Everything is a mess right now, but simultaneously things are not so bad. I’m in Florida with my family. I’m about to eat my weight in turkey. I have wonderful relationships. I’m more involved with my community. There are definitely things that make me consider, as my therapist would say, the glass is half full. I am certainly trying to practice more gratitude in my life because there is plenty to be thankful for. It can be easy to spiral into negativity when we’re surrounded by news stories echoing an imminent doomsday and not seeing the drastic change needed to correct the trajectory of this country. Though, if we zoom in and look immediately around us, there is good there. I’m grateful for where I am and excited about where I’m going, but will forever be cognizant of the ills of the world. It puts into perspective how important it is to be kind to each other and extend grace as often as possible.
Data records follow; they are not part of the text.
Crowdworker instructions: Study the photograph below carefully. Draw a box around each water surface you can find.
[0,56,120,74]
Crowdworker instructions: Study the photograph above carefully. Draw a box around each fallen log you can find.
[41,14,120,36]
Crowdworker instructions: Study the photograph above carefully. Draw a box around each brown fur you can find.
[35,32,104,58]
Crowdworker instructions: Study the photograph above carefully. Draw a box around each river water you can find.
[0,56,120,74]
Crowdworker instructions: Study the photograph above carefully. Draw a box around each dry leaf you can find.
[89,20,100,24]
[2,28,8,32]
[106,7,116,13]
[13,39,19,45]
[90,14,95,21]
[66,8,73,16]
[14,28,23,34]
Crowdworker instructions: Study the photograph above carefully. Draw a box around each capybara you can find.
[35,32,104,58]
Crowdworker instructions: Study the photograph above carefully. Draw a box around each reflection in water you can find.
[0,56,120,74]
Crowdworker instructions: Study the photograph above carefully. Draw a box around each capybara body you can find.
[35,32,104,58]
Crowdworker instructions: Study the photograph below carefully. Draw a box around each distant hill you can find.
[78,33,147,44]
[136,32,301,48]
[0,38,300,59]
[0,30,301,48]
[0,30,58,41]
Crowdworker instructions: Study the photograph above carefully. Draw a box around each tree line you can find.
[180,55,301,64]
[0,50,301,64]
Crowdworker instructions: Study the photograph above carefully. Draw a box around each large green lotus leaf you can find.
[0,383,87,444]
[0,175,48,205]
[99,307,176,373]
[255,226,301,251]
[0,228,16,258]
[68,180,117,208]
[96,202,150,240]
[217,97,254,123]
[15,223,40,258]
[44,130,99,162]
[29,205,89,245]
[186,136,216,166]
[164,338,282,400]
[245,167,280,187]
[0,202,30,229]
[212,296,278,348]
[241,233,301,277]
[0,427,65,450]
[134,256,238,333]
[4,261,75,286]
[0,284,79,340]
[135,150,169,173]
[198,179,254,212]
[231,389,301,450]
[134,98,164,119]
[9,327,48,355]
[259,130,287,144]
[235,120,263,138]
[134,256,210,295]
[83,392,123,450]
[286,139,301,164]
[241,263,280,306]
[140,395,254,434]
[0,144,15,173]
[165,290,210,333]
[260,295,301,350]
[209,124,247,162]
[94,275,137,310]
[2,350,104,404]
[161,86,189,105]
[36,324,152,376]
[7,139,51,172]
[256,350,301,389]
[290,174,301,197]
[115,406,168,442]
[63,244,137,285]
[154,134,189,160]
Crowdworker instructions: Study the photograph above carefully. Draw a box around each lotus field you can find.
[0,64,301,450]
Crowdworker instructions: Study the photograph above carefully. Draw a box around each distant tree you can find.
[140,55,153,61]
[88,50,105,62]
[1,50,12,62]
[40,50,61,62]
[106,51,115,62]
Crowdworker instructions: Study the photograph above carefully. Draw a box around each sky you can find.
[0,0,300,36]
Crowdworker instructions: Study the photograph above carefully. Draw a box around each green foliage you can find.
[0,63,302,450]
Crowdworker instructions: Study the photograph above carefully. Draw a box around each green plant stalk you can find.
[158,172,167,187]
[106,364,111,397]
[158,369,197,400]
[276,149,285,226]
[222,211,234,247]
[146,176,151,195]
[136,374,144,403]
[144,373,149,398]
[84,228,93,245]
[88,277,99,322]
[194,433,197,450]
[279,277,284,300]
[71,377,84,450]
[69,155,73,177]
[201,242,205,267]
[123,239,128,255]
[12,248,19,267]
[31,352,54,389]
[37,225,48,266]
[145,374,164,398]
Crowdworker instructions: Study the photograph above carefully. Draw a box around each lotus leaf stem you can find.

Before I end this post I would be remiss to not mention the bloodshed and shame associated with this holiday due to the horrific atrocities this government has perpetrated on the Indigenous people of this country whose lands the US is occupying. This holiday is not a happy occasion for Indigenous people, but a remembrance and mourning of who was lost and what was stolen.

May we all remember what truly happened on this day.

It feels weird saying Happy Thanksgiving, but I offer that well wish in gratitude and thankfulness, and will never forget the violent history in which this holiday was conceived.

May we eat all the food, remember the past, and think about ways to revolutionize how we currently live.